A car bomb struck a U.S. military convoy in eastern Afghanistan Thursday, wounding 57 civilians and an American soldier, U.S. and Afghan officials said.
The attack happened outside Jalalabad, the capital of the eastern Nangarhar province, said Army Sgt. First Class Joel Peavy.
Ahmad Zia Abdulzai, spokesman for the provincial governor, said the attack was carried out by a suicide bomber in the city''s Bati Kot district.
One American soldier was wounded in the blast, Peavy said.

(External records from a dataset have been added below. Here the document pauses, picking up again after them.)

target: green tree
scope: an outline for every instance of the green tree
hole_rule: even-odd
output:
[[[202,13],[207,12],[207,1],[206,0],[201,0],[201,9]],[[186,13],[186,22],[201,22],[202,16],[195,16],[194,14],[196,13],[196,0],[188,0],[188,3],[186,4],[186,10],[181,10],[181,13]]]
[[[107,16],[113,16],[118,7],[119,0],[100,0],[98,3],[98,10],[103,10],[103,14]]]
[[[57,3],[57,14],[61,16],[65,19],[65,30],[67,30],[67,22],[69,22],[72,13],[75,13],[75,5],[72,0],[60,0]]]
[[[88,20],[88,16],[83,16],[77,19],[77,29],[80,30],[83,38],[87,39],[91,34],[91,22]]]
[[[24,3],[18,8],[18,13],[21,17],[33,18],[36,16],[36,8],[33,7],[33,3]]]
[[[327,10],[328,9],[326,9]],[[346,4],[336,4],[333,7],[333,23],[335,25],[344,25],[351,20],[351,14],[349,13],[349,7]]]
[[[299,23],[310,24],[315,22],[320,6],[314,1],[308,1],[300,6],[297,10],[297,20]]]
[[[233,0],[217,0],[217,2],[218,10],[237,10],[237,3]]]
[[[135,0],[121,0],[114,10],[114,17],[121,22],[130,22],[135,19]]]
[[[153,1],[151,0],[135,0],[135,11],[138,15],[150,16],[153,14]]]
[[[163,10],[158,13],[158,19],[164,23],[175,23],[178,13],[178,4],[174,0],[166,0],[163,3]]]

Of the 57 civilians wounded, 40 were hospitalized and 17 were treated and released, said Ajmal Pardes, a health official for Nangarhar province.
Taliban militants regularly use suicide attackers and car bombs in their assaults against U.S., Afghan and other foreign troops in the country.

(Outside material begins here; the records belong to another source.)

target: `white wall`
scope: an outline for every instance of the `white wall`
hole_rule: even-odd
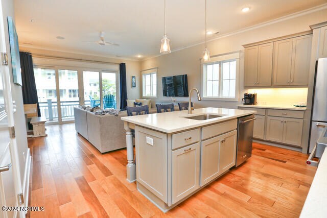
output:
[[[82,54],[71,53],[61,51],[56,51],[46,49],[40,49],[33,47],[25,46],[23,45],[19,45],[20,51],[27,52],[33,54],[43,55],[44,56],[50,56],[54,57],[60,57],[64,58],[73,58],[76,59],[87,60],[89,61],[103,61],[105,62],[112,63],[125,63],[126,66],[126,78],[127,86],[127,97],[129,99],[139,99],[141,96],[141,80],[140,77],[141,62],[130,60],[126,60],[119,58],[112,58],[105,57],[95,56],[87,55]],[[51,61],[51,59],[50,60]],[[54,62],[54,61],[53,61]],[[83,62],[80,64],[83,65],[87,64],[87,62]],[[131,88],[131,77],[136,76],[136,87]]]
[[[17,140],[18,158],[19,161],[19,169],[20,178],[21,178],[21,186],[24,186],[23,179],[24,178],[24,171],[25,169],[25,157],[26,152],[28,152],[27,138],[25,116],[24,115],[24,104],[22,102],[22,94],[21,86],[16,85],[12,82],[12,68],[11,66],[11,59],[10,58],[10,47],[9,44],[9,36],[8,34],[7,16],[12,17],[15,20],[14,13],[14,3],[12,1],[2,1],[3,13],[5,23],[5,33],[6,34],[6,42],[7,52],[9,59],[9,70],[11,83],[11,92],[13,100],[16,102],[17,110],[14,113],[15,120],[15,130],[16,131],[16,139]]]
[[[235,108],[239,104],[243,94],[246,92],[244,89],[244,48],[242,46],[250,43],[261,41],[273,38],[284,36],[292,34],[310,30],[309,25],[327,20],[327,10],[322,10],[306,14],[288,19],[284,19],[278,22],[252,29],[235,35],[217,39],[208,43],[208,49],[212,56],[229,52],[241,51],[240,58],[240,73],[239,77],[239,102],[224,102],[202,101],[197,102],[195,97],[193,101],[198,107],[224,107]],[[222,20],[228,22],[228,20]],[[170,39],[172,43],[174,39]],[[162,77],[188,74],[189,89],[201,88],[200,59],[204,49],[204,44],[197,45],[171,54],[158,56],[144,61],[142,63],[142,70],[158,67],[158,100],[167,100],[170,98],[164,97],[162,93],[161,78]],[[188,101],[185,97],[175,98],[177,101]],[[291,101],[291,99],[290,99]],[[152,103],[153,104],[153,102]]]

On Wednesday, a suicide bomber driving a tanker truck hauling oil detonated his explosives outside an Afghan government office during a provincial council meeting in the southern city of Kandahar, killing six people and wounded 42, officials said.

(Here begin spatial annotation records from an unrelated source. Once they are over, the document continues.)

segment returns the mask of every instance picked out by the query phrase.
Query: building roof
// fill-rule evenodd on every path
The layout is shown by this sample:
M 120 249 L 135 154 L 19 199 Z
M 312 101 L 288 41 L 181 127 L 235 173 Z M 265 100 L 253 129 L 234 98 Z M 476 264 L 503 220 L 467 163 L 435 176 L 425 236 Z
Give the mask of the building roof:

The blast in the Taliban''s former stronghold came as the provincial council was hearing constituent complaints. Two members of the provincial council were wounded in the attack, said Kandahar''s Gov. Rahmatullah Raufi.
The explosion ripped through the council office, flattened five nearby homes and damaged the offices of the country''s intelligence service. It left a crater some 15 feet into the ground.
Raufi blamed Taliban militants for the attack.
Hours earlier, two men on a motorcycle threw acid on eight Afghan girls walking to school in Kandahar, and three of the girls were hospitalized with serious burns, said Dr. Sharifa Siddiqi. Three others were treated and released and two girls were not injured.